Returns IDNA_SUCCESS on success, or error code.

idna_to_unicode_8z8z ()

int
idna_to_unicode_8z8z (const char *input,
                      char **output,
                      int flags);

Convert possibly ACE encoded domain name in UTF-8 format into a UTF-8 string. The domain name may contain several labels, separated by dots. The output buffer must be deallocated by the caller.

Parameters

input	zero-terminated UTF-8 string.
output	pointer to newly allocated output UTF-8 string.
flags	an Idna_flags value, e.g., `IDNA_ALLOW_UNASSIGNED` or `IDNA_USE_STD3_ASCII_RULES`.

Returns

Returns IDNA_SUCCESS on success, or error code.

idna_to_unicode_8zlz ()

int
idna_to_unicode_8zlz (const char *input,
                      char **output,
                      int flags);

Convert possibly ACE encoded domain name in UTF-8 format into a string encoded in the current locale's character set. The domain name may contain several labels, separated by dots. The output buffer must be deallocated by the caller.

Parameters

input	zero-terminated UTF-8 string.
output	pointer to newly allocated output string encoded in the current locale's character set.
flags	an Idna_flags value, e.g., `IDNA_ALLOW_UNASSIGNED` or `IDNA_USE_STD3_ASCII_RULES`.

Returns

Returns IDNA_SUCCESS on success, or error code.

idna_to_unicode_lzlz ()

int
idna_to_unicode_lzlz (const char *input,
                      char **output,
                      int flags);

Convert possibly ACE encoded domain name in the locale's character set into a string encoded in the current locale's character set. The domain name may contain several labels, separated by dots. The output buffer must be deallocated by the caller.

Parameters

input	zero-terminated string encoded in the current locale's character set.
output	pointer to newly allocated output string encoded in the current locale's character set.
flags	an Idna_flags value, e.g., `IDNA_ALLOW_UNASSIGNED` or `IDNA_USE_STD3_ASCII_RULES`.

Returns

Returns IDNA_SUCCESS on success, or error code.

Types and Values

IDNAPI

#define             IDNAPI

Symbol holding shared library API visibility decorator.

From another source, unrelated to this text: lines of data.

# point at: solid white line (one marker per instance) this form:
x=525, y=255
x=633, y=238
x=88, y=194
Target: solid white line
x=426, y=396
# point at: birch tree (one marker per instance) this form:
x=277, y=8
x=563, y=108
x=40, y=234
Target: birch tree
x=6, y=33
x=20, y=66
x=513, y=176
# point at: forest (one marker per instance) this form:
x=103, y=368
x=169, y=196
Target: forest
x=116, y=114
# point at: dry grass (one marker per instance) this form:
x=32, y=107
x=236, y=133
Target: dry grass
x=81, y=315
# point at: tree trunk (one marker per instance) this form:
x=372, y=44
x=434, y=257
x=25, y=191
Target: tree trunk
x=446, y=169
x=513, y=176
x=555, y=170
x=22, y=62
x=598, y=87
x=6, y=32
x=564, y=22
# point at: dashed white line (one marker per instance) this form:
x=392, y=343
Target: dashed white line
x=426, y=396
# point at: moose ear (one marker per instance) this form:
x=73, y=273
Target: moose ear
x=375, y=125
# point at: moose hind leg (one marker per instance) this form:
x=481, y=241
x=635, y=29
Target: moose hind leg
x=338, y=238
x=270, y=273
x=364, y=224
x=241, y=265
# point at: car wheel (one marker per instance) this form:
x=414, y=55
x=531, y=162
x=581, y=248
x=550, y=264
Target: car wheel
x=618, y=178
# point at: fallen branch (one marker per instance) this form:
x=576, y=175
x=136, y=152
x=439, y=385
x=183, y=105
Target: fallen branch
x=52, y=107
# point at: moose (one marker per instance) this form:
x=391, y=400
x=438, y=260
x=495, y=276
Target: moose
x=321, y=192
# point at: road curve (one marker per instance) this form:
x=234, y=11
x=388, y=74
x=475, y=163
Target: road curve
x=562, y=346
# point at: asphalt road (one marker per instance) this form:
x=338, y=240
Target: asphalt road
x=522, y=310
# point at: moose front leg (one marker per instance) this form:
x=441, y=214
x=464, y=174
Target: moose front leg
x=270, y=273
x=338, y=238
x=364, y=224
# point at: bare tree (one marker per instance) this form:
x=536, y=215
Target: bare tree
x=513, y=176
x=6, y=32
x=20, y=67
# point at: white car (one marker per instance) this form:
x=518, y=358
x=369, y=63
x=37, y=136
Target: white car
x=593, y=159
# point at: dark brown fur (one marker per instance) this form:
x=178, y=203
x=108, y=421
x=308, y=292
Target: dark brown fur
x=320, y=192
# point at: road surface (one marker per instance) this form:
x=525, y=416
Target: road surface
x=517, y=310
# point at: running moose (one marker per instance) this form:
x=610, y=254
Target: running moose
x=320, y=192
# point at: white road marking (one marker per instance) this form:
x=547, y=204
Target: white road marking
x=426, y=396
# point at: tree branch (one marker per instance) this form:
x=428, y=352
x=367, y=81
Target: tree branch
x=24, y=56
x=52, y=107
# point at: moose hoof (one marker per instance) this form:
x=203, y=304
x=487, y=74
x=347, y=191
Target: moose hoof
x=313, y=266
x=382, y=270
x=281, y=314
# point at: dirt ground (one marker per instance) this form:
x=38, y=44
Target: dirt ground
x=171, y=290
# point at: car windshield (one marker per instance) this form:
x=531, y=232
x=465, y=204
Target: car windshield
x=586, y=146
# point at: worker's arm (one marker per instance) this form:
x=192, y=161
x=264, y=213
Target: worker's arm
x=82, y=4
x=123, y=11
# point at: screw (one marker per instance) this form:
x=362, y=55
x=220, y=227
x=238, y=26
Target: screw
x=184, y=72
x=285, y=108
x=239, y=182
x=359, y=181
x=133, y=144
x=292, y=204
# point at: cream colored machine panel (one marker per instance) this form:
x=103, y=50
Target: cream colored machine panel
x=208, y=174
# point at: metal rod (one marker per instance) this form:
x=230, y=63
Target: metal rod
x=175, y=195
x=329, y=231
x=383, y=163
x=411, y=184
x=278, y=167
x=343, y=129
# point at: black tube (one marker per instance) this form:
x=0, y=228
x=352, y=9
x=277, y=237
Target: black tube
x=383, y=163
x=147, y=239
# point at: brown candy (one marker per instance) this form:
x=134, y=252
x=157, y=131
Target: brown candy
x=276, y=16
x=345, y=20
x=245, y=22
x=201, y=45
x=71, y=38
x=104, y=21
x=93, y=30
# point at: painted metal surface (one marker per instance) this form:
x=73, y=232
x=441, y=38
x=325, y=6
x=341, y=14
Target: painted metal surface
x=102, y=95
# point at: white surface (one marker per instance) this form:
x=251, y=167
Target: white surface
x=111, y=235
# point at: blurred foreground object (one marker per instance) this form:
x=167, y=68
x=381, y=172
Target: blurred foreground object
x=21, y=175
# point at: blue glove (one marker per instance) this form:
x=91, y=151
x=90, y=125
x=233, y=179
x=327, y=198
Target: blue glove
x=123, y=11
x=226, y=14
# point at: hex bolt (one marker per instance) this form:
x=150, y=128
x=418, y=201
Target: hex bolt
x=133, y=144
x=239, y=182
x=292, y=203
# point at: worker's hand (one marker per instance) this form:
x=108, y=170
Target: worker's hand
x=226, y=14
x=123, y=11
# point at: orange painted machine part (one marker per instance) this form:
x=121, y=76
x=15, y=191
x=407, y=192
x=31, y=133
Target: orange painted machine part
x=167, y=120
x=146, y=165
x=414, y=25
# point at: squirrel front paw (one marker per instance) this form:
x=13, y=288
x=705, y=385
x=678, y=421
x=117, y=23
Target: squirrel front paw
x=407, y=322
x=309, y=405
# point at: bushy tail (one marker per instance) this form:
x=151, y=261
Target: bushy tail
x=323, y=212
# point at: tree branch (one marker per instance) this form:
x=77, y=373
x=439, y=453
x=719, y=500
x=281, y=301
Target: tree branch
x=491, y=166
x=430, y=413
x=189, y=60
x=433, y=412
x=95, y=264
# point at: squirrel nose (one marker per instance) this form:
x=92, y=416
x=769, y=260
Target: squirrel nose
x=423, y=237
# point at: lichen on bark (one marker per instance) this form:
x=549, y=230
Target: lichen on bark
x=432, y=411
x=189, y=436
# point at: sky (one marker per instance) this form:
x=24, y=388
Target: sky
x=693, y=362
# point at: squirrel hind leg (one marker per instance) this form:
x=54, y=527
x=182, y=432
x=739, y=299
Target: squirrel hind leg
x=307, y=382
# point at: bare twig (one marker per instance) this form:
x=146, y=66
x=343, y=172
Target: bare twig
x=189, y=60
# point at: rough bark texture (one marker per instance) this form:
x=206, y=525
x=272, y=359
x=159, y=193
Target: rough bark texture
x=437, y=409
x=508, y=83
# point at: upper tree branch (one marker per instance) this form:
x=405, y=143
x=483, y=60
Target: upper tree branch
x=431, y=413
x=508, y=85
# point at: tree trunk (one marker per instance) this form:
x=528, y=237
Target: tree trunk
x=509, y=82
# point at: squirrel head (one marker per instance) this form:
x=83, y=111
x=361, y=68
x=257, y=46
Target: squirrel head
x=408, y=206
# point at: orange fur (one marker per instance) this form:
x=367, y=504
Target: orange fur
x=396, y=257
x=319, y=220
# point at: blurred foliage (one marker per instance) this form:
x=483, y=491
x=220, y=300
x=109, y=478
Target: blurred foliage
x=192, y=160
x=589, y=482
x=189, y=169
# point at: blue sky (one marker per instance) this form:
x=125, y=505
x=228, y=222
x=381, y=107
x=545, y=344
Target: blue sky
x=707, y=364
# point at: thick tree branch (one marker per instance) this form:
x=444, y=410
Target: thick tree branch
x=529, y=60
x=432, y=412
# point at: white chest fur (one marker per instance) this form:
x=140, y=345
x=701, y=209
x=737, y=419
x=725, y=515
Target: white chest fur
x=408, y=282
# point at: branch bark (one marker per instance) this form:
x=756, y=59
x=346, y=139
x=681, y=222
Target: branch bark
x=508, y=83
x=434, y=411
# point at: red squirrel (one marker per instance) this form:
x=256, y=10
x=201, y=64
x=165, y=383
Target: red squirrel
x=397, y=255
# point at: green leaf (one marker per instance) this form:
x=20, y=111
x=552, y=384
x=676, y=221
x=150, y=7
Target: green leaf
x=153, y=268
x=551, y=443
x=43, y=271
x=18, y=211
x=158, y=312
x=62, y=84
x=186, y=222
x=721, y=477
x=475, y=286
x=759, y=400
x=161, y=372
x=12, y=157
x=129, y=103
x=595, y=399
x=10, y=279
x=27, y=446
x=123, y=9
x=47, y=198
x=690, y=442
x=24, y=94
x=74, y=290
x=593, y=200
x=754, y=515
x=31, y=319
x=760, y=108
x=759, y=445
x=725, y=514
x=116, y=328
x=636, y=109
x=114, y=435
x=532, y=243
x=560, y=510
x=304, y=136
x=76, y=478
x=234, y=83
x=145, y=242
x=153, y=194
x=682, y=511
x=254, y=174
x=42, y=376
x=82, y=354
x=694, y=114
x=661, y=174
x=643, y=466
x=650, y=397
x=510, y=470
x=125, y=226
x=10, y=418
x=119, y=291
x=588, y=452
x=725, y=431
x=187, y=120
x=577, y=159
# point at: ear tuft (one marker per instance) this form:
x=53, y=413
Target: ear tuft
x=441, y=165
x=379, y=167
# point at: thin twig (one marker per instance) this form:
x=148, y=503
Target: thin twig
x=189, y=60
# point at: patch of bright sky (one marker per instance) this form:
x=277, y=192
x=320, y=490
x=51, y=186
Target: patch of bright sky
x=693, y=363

This is used internally by the library header file and should never be used or modified by the application.

https://www.gnu.org/software/gnulib/manual/html_node/Exported-Symbols-of-Shared-Libraries.html

enum Idna_rc

Enumerated return codes of idna_to_ascii_4i(), idna_to_unicode_44i() functions (and functions derived from those functions). The value 0 is guaranteed to always correspond to success.

Members

IDNA_SUCCESS	Successful operation. This value is guaranteed to always be zero, the remaining ones are only guaranteed to hold non-zero values, for logical comparison purposes.
IDNA_STRINGPREP_ERROR	Error during string preparation.
IDNA_PUNYCODE_ERROR	Error during punycode operation.
IDNA_CONTAINS_NON_LDH	For IDNA_USE_STD3_ASCII_RULES, indicate that the string contains non-LDH ASCII characters.
IDNA_CONTAINS_LDH	Same as `IDNA_CONTAINS_NON_LDH` , for compatibility with typo in earlier versions.
IDNA_CONTAINS_MINUS	For IDNA_USE_STD3_ASCII_RULES, indicate that the string contains a leading or trailing hyphen-minus (U+002D).
IDNA_INVALID_LENGTH	The final output string is not within the (inclusive) range 1 to 63 characters.
IDNA_NO_ACE_PREFIX	The string does not contain the ACE prefix (for ToUnicode).
IDNA_ROUNDTRIP_VERIFY_ERROR	The ToASCII operation on output string does not equal the input.
IDNA_CONTAINS_ACE_PREFIX	The input contains the ACE prefix (for ToASCII).
IDNA_ICONV_ERROR	Character encoding conversion error.
IDNA_MALLOC_ERROR	Could not allocate buffer (this is typically a fatal error).
IDNA_DLOPEN_ERROR	Could not dlopen the libcidn DSO (only used internally in libc).

enum Idna_flags

Flags to pass to idna_to_ascii_4i(), idna_to_unicode_44i() etc.

Members

IDNA_ALLOW_UNASSIGNED	Don't reject strings containing unassigned Unicode code points.
IDNA_USE_STD3_ASCII_RULES	Validate strings according to STD3 rules (i.e., normal host name rules).

IDNA_ACE_PREFIX

#  define IDNA_ACE_PREFIX "xn--"

The IANA allocated prefix to use for IDNA. "xn--"